Furthermore, technologies like smart contracts do not always have the kinds of data the SEC reporting would require, such as the personal identity of each party. Apart from anything else, smart contracts are not actually contracts, they are rules governing the relationships between two or more computers that self-execute under specified conditions, so it would not be possible to specify the “personal identity” in most cases. Pseudonymity is often a desired characteristic of cryptography and smart contracts (a recent example would be privacy-preserving contact tracing apps).

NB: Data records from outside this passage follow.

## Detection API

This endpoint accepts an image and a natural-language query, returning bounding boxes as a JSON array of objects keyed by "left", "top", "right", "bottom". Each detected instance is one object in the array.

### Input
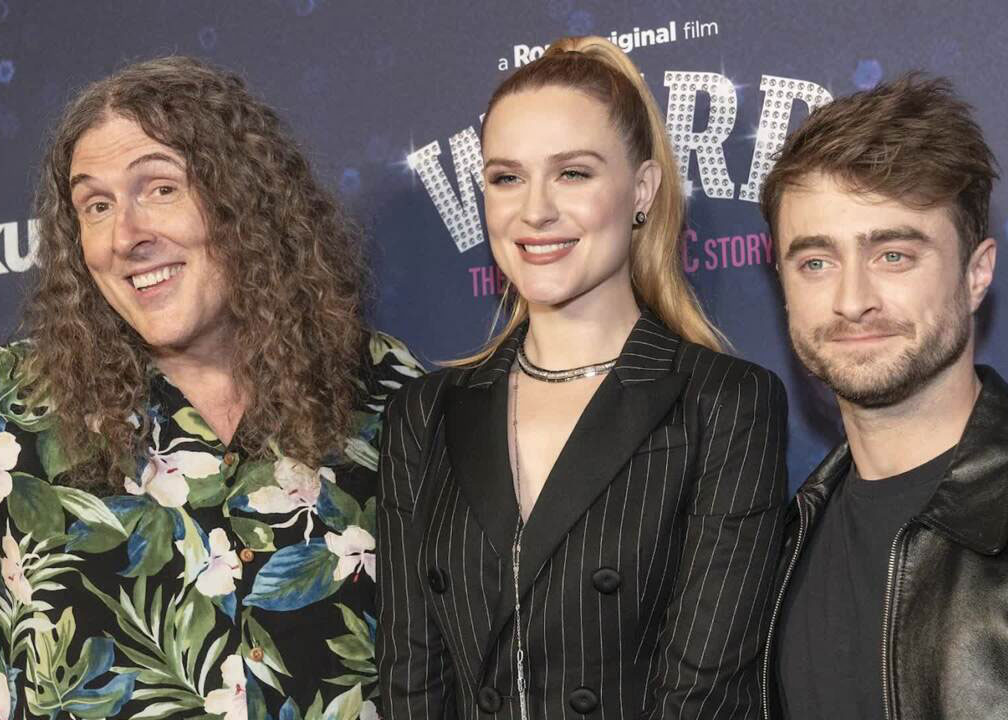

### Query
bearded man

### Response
[
  {"left": 0, "top": 57, "right": 418, "bottom": 720},
  {"left": 761, "top": 74, "right": 1008, "bottom": 720}
]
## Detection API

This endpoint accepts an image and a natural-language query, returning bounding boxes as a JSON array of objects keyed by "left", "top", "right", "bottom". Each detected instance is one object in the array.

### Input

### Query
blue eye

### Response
[{"left": 490, "top": 172, "right": 518, "bottom": 185}]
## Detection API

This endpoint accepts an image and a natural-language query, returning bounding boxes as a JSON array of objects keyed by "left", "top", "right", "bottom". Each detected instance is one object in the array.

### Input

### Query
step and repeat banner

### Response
[{"left": 0, "top": 0, "right": 1008, "bottom": 487}]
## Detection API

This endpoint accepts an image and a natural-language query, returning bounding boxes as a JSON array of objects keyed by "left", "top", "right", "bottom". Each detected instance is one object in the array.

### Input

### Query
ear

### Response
[
  {"left": 966, "top": 238, "right": 998, "bottom": 313},
  {"left": 633, "top": 160, "right": 661, "bottom": 213}
]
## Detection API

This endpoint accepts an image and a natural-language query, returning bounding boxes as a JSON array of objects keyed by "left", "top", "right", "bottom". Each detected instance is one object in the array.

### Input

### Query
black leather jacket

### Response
[{"left": 762, "top": 367, "right": 1008, "bottom": 720}]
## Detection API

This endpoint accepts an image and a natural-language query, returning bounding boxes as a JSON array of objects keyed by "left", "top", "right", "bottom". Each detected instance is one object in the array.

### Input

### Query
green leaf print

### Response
[
  {"left": 82, "top": 576, "right": 220, "bottom": 705},
  {"left": 316, "top": 480, "right": 361, "bottom": 532},
  {"left": 25, "top": 608, "right": 137, "bottom": 718},
  {"left": 121, "top": 503, "right": 175, "bottom": 578},
  {"left": 35, "top": 429, "right": 73, "bottom": 482},
  {"left": 304, "top": 693, "right": 326, "bottom": 720},
  {"left": 231, "top": 517, "right": 276, "bottom": 553},
  {"left": 7, "top": 473, "right": 66, "bottom": 538},
  {"left": 0, "top": 342, "right": 52, "bottom": 433},
  {"left": 323, "top": 685, "right": 364, "bottom": 720},
  {"left": 326, "top": 635, "right": 375, "bottom": 659},
  {"left": 171, "top": 406, "right": 220, "bottom": 443},
  {"left": 52, "top": 485, "right": 127, "bottom": 542}
]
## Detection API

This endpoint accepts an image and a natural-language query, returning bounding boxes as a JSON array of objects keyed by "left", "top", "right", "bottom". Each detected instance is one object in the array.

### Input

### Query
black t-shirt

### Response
[{"left": 777, "top": 450, "right": 952, "bottom": 720}]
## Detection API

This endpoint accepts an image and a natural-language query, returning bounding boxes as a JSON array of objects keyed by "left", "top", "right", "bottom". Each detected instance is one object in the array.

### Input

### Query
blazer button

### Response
[
  {"left": 568, "top": 688, "right": 599, "bottom": 715},
  {"left": 476, "top": 685, "right": 501, "bottom": 713},
  {"left": 592, "top": 568, "right": 623, "bottom": 595},
  {"left": 427, "top": 567, "right": 448, "bottom": 595}
]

It is unclear what legality or reporting requirements smart contracts would have under this rule change. There are also many intermediating technologies required to make smart contracts work and which would technically be captured by this rule but have nothing to do with securities, such as automated market makers. This uncertainty could become a strong disincentive for investors, developers, and firms to pursue smart-contract technology.
There is also a first-amendment concern because the rule is so encompassing in the types of communications that it captures. It may be unconstitutional for the federal government to require such extensive tracking of free speech about speculative investments into cryptocurrency or other related technologies.
This concern even applies if the regulation is only applied to government securities alternative trading system (ATS) providers such as BrokerTec and DealerWeb, the proposed rule has large implications necessitating a longer review. Publicly held Treasury Debt now exceeds $23.6 trillion dollars and is expected to surpass $30 trillion in 2028. Reduced liquidity in this enormous market could result in higher Treasury interest rates which would have substantial budgetary implications.
The proposal in question is roughly 650 pages long, soliciting comments on 220 different areas. The ramifications of so many changes are likely not well understood by all parties involved and could alter the market in unpredictable or unhealthy ways.